Currently, most medications in the United States are priced the same regardless of what they're being used for or how effective they are at improving outcomes. Concerns were therefore raised that patients and insurers may be paying too high prices for indications with a relatively low clinical value. Thereby pharmaceutical companies could realize high returns and firm valuations. Companies like CVS and Express Scripts in the US have begun implementing pricing based on indication and in countries like Italy, similar forms of pricing are already being used. For example, Express Scripts' Oncology Care Value Program uses indication-based pricing for certain oncology medications and was launched in 2016. Italy on the other hand, uses a model similar to indication-based pricing where the amount the hospital pays for certain drugs varies based on what it's used for. Patients can receive reimbursements for treatments based on their response and either be fully or partially refunded. Italy's reimbursement system is run by AIFA, the Italian Medicines Agency, which is the national authority that regulates drugs in Italy. In contrast, Germany and France use weighted-average pricing – a pricing system that calculates a single price based on the average volume and value of all approved indications. Using weighted-average pricing effectively reduces cancer drugs' list prices as new indications are approved. England, Scotland, and Canada use another form of indirect indication-based pricing: differential discounts on single list prices for each indication. Furthermore, European countries were shown to restrict coverage to supplemental low-value indications using clinical coverage restrictions or financial coverage restrictions, such as managed entry agreements.

=== Incorporating indication of use on prescription drug labeling ===
There has been some thought on incorporating the indication in prescription drug labeling as an approach to improve patient understanding of the medications they are on. This information can help healthcare providers reduce medication errors related to drugs that may look and sound alike. Knowing the indication of the drug can also help providers determine if the dose of the drug is appropriate per indication, and this can greatly improve patient safety and drug effectiveness.

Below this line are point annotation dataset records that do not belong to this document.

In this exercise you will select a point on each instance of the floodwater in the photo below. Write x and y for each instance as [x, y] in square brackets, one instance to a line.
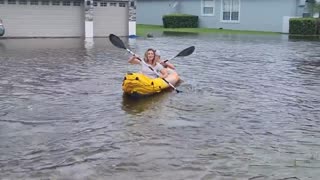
[250, 109]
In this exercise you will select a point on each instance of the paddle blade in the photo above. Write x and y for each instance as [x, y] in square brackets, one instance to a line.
[116, 41]
[186, 52]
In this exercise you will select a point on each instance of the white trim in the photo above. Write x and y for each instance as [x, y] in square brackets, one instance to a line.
[214, 8]
[88, 29]
[229, 21]
[132, 28]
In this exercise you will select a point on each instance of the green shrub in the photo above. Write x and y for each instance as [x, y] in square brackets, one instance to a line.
[180, 21]
[303, 26]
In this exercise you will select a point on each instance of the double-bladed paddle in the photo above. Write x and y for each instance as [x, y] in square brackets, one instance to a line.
[185, 52]
[116, 41]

However, there are still some challenges with incorporating the indication of use on prescription drug labels. Revealing the indication of use on prescription drug labels can breach patient confidentiality since the label will disclose private information publicly. Some medications can also be used for multiple diseases and one disease may have multiple medications for its prevention or treatment, therefore adding an indication on prescription labels in these cases may cause some confusion and may not be able to actually fit onto the label.

==Medical tests==

Each test has its own indications and contraindications, but in a simplified fashion, how much a test is indicated for an individual depends largely on its net benefit for that individual, which largely depends on the absolute difference between pre- and post-test probability of conditions (such as diseases) that the test is expected to achieve. Additional factors that influence a decision whether a medical test should be performed or not include: cost of the test, time taken for the test or other practical or administrative aspects. The possible benefits of a diagnostic test may also be weighed against the costs of unnecessary tests and resulting unnecessary follow-up and possibly even unnecessary treatment of incidental findings.